People have been talking about ‘day-in-the-life’ blog posts to give everyone a better idea of the different kinds of work we all do and I thought I’d kick things off. For those that don’t know, I’m the trainee for the futureArch project and I’m going down the archiving, rather than librarian route. From what I’ve heard from some of the other trainees, my job is quite different, so hopefully people will find this quite interesting. I think the big difference is that I’m only in a reading room dealing with enquiries and visitors one morning a week and the rest of the time I’m in an office and only have to talk to my colleagues!
So anyway, here is a typical Thursday: I’m based in Osney but on Thursday mornings I go over to the Logic School in the Bodleian Quad as I’m being taught how to use EAD, the cataloguing programme. I’ve been given a small collection of Victorian letters to catalogue first, which thankfully is a pretty standard collection. EAD is pretty simple to use, once you get used to all the little quirks and rules, like when inserting the scope/content you have to also insert a paragraph element within it before you can start writing. If you don’t, EAD has a bit of a tantrum and starts highlighting everything in red. It’s also very fussy about punctuation and where you can and cannot have a comma. The hardest part (but also the most fun) is trying to read the signatures of all the correspondents and work out who they are so I can list them in the catalogue – there’s a lot of variation in the standard of handwriting. Thankfully most of them are famous enough to be in the Oxford Dictionary of National Biography, or as a last resort, wikipedia. It can be frustrating (one letter was signed ‘H.H.’) but it’s very rewarding when you finally work out who they are (for anyone interested H.H. turned out to be Hugh Haweis).
I finish at the Bodleian at 1pm and get back over to Osney (for which I love the minibus). In the afternoon I get on with my ongoing struggle with the CD imaging programme. The futureArch project is looking at born-digital archives (computer files, emails, MP3s etc.) and trying to develop an infrastructure for preserving and archiving these. CD imaging is a form of forensic imaging whereby a programme examines a disk to see what’s there without disturbing any of the metadata. For instance, we don’t want to change the last modified date, so we can’t just open all the files normally to see what’s there, besides which not all files are compatible with PCs. The programme also harvests and creates other metadata, like MD5 hash values. These are unique identifiers, so you can easily see if a file actually is a duplicate, or just looks the same. The programme can also retrieve deleted files (though not always intact), but this brings up a whole set of issues over the morality of archiving files the owner doesn’t realise we have. The imager also produces a copy of all the files, which eventually will be preserved in our secure server. This means we’re not reliant on computers still having CD drives in fifty years time to be able to view the files – just look at Amstrads: a lot of disks still exist, but if you haven’t got the computer they’re pretty much useless and the data on them is lost.
Anyway, I have a set of disks to image and we have a robotic loader, so in theory I should be able to pile them up and set the loader to put each one in the machine, image it, take it out and put the next one in, but of course technology is never that simple! Most of the time the loader seems to get confused and tries to remove the disk without first opening the disk drive and then decides to sulk and stop working. It also can’t seem to work out when it’s run out of disks and will bring up an error message and again stop working. I was getting a bit worried I’d pressed the wrong button or something, but my manager assures me other people who use it also complain about it being temperamental. Maybe it just doesn’t like being left in a room by itself.

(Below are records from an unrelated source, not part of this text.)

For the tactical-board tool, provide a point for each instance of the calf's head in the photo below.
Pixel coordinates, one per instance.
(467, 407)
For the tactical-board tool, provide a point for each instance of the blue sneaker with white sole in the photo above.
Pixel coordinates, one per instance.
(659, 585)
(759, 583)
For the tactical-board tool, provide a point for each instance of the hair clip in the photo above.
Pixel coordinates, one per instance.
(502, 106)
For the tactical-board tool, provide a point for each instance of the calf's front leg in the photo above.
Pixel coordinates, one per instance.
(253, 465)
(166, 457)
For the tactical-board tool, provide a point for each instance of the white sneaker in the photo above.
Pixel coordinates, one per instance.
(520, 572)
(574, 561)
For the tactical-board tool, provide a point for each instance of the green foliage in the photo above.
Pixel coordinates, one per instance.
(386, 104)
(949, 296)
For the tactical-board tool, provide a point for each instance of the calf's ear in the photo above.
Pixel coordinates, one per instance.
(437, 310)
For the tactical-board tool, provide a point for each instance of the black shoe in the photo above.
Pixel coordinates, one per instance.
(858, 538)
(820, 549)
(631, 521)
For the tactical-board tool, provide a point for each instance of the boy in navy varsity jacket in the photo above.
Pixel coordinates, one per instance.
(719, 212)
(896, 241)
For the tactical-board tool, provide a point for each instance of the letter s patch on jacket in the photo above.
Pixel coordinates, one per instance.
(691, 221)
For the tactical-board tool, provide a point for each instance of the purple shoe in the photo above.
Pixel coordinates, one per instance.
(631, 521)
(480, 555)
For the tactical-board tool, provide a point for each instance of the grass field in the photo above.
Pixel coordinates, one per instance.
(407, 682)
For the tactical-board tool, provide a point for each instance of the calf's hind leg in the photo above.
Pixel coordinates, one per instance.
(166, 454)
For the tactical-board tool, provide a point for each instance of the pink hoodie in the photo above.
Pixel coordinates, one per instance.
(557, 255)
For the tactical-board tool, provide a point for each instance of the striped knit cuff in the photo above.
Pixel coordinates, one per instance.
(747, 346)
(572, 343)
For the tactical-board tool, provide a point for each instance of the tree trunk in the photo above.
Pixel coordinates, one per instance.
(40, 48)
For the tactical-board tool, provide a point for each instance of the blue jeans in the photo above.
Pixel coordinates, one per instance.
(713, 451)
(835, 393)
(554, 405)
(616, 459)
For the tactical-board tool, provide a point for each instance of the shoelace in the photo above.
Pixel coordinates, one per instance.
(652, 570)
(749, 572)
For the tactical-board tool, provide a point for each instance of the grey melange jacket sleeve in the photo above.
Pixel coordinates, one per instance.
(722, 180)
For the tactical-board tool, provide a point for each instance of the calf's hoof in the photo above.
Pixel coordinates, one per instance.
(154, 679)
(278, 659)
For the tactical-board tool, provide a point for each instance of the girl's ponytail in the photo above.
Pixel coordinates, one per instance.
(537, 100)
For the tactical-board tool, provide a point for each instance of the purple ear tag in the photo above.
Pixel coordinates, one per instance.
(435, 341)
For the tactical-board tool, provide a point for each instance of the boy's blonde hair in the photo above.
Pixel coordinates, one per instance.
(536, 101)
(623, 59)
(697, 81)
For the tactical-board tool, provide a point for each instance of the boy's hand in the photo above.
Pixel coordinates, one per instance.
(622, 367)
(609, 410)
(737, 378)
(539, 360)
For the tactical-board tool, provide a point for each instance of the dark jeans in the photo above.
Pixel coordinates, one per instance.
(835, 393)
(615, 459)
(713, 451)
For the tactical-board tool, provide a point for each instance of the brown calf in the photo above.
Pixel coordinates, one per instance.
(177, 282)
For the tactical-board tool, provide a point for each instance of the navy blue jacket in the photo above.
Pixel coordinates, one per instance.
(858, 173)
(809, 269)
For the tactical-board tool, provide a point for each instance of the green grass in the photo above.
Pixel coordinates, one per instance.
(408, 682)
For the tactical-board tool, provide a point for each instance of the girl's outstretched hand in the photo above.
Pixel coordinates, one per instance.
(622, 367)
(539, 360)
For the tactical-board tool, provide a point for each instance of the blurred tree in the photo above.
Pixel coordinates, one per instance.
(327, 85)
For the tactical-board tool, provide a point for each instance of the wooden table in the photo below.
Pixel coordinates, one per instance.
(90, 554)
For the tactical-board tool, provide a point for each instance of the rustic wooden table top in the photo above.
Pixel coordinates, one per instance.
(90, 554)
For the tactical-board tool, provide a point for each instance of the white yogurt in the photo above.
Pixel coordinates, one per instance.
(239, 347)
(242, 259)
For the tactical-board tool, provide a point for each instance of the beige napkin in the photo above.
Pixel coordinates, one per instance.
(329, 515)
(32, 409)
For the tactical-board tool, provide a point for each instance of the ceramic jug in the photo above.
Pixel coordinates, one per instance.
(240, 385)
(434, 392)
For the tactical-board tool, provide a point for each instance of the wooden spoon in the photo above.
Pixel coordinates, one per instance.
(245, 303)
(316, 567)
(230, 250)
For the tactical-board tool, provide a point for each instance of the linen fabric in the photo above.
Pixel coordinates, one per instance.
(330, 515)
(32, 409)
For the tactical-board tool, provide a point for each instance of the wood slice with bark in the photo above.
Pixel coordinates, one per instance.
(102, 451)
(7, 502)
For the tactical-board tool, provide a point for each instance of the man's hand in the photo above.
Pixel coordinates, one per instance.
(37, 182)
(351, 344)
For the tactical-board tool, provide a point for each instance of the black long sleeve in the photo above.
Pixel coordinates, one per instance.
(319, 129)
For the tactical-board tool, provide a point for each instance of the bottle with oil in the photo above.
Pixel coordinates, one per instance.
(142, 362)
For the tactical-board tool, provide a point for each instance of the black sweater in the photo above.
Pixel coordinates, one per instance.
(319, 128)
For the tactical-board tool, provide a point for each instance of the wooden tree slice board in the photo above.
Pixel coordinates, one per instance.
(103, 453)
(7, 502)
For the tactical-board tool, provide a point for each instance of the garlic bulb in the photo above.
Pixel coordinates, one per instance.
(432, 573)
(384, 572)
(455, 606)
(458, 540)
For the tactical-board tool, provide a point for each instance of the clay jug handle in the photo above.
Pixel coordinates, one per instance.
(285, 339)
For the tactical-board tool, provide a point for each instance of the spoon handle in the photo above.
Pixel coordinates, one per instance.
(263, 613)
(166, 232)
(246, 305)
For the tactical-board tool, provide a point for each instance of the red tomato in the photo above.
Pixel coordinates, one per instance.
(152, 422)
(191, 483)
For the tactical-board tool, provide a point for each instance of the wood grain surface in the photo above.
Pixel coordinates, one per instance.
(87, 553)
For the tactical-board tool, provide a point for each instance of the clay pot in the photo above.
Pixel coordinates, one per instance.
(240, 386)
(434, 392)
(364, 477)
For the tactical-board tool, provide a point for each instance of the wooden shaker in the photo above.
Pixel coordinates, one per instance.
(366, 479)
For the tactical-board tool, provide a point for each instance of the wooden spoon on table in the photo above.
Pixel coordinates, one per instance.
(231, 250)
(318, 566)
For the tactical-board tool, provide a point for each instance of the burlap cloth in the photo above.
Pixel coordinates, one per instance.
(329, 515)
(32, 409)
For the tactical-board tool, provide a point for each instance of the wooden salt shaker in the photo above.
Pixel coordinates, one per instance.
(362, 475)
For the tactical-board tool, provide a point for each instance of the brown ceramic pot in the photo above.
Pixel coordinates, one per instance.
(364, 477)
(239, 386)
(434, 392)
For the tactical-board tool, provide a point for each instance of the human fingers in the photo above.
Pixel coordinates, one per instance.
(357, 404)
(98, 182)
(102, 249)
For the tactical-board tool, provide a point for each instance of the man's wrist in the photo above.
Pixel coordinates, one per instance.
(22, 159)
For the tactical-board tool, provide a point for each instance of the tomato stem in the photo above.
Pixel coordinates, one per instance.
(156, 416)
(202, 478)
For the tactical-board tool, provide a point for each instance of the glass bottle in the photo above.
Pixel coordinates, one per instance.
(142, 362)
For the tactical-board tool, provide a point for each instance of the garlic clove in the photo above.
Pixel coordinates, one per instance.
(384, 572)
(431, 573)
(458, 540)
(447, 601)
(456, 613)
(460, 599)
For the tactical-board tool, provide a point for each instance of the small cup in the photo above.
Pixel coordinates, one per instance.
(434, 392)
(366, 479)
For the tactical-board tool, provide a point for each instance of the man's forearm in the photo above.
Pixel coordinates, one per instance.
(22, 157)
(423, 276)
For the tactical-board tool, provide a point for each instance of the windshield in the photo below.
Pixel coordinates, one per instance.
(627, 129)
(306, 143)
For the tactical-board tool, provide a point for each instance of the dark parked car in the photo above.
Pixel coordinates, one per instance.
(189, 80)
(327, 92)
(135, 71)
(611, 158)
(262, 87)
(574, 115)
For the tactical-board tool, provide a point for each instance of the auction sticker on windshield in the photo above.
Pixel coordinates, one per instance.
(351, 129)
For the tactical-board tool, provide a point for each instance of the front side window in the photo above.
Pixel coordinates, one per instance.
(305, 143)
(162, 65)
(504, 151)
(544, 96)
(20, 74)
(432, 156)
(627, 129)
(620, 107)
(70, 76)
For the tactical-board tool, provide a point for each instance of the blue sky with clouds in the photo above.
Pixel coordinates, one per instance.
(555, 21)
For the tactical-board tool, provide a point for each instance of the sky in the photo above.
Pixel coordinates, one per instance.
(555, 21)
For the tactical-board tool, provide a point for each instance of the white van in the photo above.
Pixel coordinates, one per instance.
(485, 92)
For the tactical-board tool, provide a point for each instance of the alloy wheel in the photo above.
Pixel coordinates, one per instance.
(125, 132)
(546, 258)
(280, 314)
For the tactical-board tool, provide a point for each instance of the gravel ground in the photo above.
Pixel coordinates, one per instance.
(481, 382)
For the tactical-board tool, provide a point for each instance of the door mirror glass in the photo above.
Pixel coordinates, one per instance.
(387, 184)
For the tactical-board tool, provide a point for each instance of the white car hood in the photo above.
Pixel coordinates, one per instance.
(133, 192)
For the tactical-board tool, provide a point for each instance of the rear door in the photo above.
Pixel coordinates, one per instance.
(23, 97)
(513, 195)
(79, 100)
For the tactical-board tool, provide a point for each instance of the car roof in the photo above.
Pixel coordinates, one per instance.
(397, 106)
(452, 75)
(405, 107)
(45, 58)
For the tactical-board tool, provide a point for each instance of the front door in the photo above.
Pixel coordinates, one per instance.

When I get too annoyed with the loader, or just need a break I move on to one of my other tasks, which is sorting out one of the boxed collections. It’s in one of the cages across the hall and when it was archived nobody properly went through it, so I get the exciting job of going through the boxes and removing any staples and paperclips left in there and removing papers from metal ring binders and folders and putting then into plain card ones. A lot of the metal has started to rust and it’s quite dirty work, but it makes a change to do something manual that doesn’t require much brain power and it gets me away from the computer screen for a while. I normally spend the afternoon alternating between the imaging and the box sorting and then comes home time!
There are other jobs I do on different days of the week, but that’s a pretty typical Thursday. It’d be great to hear what other people get up to and compare it.